From KATV.com

January 8, 2018

A Little Rock man is Facebook-famous after he uploaded a video after his duck-hunting mishap nearly cost him his life.

“I have duck hunted for 30 years and it’s never happened to me, and it happened, just like that,” Covington said, remembering last week when he, his son, and his dog were hunting on the Arkansas River.

Covington had decided to hop back on the boat to go retrieve a couple decoys that were floating in the water.

“I saw my life jacket and I thought, ‘You know what, I’ve been doing this a million times, I don’t really need the jacket,’ and so I didn’t take it with me,” Covington explained.

Those almost became his famous last words.

“I walked to the front of the boat, and before you know it, I fell through the ice,” he added.

It happened in the blink of an eye. Covington says as ice water began saturating his heavy jacket and boots, his body became heavy, and he was pulled to the bottom of the river.

Paralyzed, and helpless, he explained he “struggled trying to get back up into the boat.”

But Covington wasn’t going to let himself die without putting up a fight first. As he grasped the side of the boat, he yelled at his son not to jump in and help him.

“I said, ‘Matt, don’t come in!
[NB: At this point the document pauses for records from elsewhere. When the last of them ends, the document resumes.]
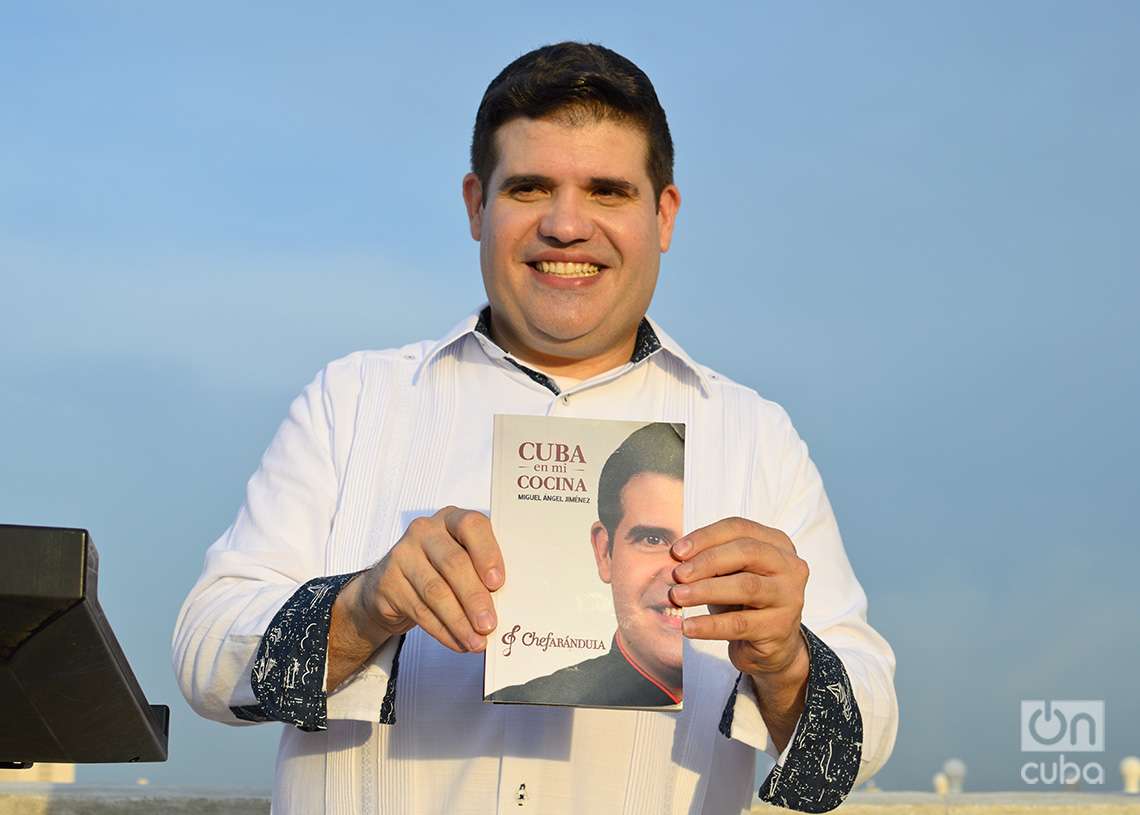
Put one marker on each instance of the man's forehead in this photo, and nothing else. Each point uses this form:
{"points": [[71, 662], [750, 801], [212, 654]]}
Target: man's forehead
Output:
{"points": [[586, 147]]}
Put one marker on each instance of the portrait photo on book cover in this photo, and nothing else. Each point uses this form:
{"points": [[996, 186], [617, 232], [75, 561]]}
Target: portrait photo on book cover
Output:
{"points": [[592, 624]]}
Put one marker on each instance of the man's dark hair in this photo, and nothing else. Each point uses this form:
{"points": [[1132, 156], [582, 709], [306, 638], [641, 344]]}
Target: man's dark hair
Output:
{"points": [[656, 448], [572, 80]]}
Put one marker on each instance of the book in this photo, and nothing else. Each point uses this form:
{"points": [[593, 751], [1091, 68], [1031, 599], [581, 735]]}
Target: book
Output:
{"points": [[586, 512]]}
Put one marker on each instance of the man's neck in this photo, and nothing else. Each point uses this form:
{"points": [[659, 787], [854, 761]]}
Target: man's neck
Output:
{"points": [[572, 367], [670, 685]]}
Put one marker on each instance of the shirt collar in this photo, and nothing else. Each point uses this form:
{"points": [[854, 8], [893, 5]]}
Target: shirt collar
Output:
{"points": [[651, 339]]}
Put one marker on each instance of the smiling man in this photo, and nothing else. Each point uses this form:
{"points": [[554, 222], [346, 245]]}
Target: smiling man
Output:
{"points": [[344, 603]]}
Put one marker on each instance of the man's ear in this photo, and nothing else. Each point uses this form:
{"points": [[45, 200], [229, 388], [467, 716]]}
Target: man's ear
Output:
{"points": [[473, 200], [668, 203], [600, 539]]}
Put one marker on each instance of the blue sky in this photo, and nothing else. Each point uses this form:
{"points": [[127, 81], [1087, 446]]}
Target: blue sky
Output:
{"points": [[913, 226]]}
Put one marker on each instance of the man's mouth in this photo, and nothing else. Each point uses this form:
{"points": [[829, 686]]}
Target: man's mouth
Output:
{"points": [[564, 268], [672, 614]]}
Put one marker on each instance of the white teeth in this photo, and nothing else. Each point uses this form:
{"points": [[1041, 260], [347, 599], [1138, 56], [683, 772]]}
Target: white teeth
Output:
{"points": [[563, 269]]}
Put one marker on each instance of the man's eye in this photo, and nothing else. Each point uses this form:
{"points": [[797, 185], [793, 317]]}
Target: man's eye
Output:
{"points": [[526, 190], [610, 193]]}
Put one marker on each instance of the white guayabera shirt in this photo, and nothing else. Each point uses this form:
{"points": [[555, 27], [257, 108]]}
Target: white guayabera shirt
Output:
{"points": [[383, 437]]}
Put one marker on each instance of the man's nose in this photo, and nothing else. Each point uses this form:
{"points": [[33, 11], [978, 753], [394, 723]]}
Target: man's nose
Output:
{"points": [[567, 220]]}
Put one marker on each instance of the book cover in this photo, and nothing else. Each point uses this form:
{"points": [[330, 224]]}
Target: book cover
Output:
{"points": [[585, 512]]}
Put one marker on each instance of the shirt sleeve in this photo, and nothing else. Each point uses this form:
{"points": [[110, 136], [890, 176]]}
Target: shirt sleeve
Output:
{"points": [[292, 662], [269, 569], [851, 715]]}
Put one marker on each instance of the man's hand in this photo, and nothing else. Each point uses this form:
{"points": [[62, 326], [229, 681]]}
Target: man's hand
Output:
{"points": [[752, 581], [439, 576]]}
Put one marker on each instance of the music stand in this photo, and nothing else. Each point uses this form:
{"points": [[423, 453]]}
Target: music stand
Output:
{"points": [[67, 693]]}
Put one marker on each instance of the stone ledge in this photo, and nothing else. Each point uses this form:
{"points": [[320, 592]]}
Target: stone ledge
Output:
{"points": [[31, 798], [67, 799], [982, 804]]}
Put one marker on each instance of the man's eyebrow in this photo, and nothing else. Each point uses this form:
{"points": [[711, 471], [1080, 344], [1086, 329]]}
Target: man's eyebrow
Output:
{"points": [[619, 184], [527, 180], [537, 180], [644, 530]]}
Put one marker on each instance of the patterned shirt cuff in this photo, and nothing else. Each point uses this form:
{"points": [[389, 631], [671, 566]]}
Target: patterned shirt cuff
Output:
{"points": [[823, 757], [288, 670]]}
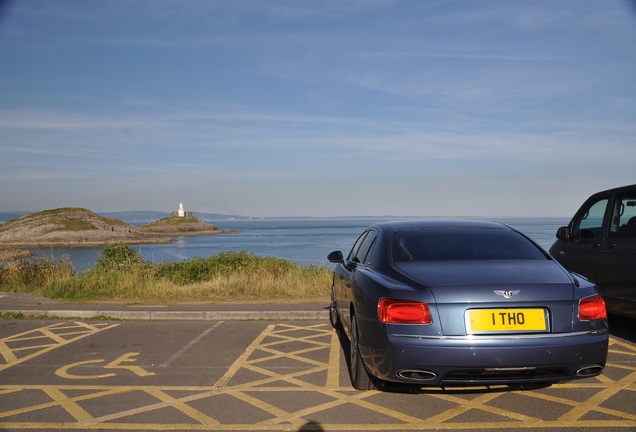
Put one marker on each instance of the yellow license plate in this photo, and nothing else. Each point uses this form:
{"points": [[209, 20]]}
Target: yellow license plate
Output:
{"points": [[506, 320]]}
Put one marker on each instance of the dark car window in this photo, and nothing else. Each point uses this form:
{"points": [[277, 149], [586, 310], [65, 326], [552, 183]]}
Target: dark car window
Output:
{"points": [[432, 245], [356, 246], [624, 216], [589, 224], [363, 254]]}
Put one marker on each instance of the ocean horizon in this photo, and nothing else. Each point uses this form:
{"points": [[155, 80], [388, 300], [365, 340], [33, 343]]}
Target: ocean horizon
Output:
{"points": [[306, 241]]}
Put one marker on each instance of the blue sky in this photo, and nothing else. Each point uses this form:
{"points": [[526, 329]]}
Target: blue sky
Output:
{"points": [[316, 108]]}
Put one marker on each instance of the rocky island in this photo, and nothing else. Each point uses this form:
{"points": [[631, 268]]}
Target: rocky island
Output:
{"points": [[72, 226]]}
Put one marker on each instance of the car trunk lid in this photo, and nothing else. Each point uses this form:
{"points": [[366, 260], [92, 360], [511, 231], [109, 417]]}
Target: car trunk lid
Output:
{"points": [[509, 296]]}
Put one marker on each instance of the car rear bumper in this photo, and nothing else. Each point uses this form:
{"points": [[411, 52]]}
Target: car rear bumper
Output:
{"points": [[491, 360]]}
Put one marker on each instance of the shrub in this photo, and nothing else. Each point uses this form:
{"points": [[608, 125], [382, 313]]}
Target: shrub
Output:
{"points": [[119, 257]]}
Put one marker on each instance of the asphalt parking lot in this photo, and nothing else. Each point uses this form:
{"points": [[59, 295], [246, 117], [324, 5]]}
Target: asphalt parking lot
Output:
{"points": [[262, 375]]}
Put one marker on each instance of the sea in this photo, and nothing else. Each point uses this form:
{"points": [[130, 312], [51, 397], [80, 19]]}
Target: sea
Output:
{"points": [[303, 241]]}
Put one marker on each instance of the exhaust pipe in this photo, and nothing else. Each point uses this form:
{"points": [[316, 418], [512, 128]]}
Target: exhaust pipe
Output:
{"points": [[589, 371], [416, 375]]}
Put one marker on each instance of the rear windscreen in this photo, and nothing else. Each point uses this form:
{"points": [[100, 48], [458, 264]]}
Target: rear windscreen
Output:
{"points": [[437, 244]]}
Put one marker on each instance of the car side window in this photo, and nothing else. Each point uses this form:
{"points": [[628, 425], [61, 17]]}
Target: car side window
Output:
{"points": [[364, 255], [356, 246], [623, 223], [590, 223]]}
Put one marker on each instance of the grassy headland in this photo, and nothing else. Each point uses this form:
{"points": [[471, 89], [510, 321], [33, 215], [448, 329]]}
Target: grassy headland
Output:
{"points": [[121, 275]]}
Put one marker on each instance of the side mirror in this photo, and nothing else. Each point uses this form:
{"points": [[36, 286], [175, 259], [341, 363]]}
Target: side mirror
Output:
{"points": [[563, 233], [336, 257]]}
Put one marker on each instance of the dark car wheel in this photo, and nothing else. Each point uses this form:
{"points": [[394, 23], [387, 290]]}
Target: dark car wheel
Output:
{"points": [[360, 378], [334, 319]]}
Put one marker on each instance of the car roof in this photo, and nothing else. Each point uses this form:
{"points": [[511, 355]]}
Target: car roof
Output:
{"points": [[400, 225]]}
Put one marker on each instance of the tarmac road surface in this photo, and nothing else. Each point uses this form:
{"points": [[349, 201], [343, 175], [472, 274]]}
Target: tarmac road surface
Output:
{"points": [[268, 375]]}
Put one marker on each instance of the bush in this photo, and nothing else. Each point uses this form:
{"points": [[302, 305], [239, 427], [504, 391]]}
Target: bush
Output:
{"points": [[119, 257]]}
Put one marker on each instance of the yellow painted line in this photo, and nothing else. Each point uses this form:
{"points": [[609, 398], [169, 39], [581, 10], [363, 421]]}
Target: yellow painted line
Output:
{"points": [[63, 372], [333, 373], [476, 403], [238, 364], [309, 377], [592, 403], [51, 333], [68, 404]]}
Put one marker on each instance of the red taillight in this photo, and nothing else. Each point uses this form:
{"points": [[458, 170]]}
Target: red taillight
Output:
{"points": [[403, 312], [592, 308]]}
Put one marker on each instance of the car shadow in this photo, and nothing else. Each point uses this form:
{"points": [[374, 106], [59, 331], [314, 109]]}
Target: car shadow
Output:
{"points": [[623, 327]]}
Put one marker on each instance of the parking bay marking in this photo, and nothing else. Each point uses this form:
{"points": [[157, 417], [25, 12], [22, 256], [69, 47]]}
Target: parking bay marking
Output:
{"points": [[21, 347], [118, 363], [314, 353]]}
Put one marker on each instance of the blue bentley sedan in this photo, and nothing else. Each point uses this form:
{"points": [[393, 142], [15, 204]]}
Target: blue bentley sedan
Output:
{"points": [[438, 303]]}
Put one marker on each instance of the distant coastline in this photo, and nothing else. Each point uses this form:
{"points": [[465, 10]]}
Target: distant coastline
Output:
{"points": [[71, 226]]}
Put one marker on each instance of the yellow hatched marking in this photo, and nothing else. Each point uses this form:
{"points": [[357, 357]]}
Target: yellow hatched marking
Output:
{"points": [[313, 351]]}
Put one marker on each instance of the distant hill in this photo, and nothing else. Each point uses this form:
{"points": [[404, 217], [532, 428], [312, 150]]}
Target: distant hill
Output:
{"points": [[6, 216], [152, 216], [72, 226]]}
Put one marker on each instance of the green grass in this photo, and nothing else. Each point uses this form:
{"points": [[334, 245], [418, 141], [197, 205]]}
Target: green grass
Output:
{"points": [[121, 275]]}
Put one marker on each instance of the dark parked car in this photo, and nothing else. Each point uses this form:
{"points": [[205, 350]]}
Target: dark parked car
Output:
{"points": [[463, 302], [600, 244]]}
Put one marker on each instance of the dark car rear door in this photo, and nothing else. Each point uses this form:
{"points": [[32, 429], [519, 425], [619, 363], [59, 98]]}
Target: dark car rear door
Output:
{"points": [[344, 278], [617, 280], [583, 255]]}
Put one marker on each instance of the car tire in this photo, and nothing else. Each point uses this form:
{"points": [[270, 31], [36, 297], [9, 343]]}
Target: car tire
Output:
{"points": [[360, 378], [334, 319]]}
You’re going to drown, too!”

If anything, Covington was not going to put his son in harm’s way.

“For me to drown, I would’ve been gone. But then what really made my upset was about me being a dad—I almost drowned in front of my son,” he explained.

It was a guilt he didn’t want his child to bear for the rest of his life.

Fortunately, Covington made it to the boat and pulled onto shore. But sadly, some aren’t as lucky as Covington was. He says many duck hunters lose their lives on icy bodies of water in the wintry weather.

“The bad thing is, being a person who runs a mentoring program to kids through hunting and fishing, and I didn’t have my life jacket on,” Covington explained.

His experience serves as a reminder that the “it won’t happen to me” mentality is within everyone. And instead of beating himself up over it, Covington is using his second shot at life as a reminder that you can never be too safe.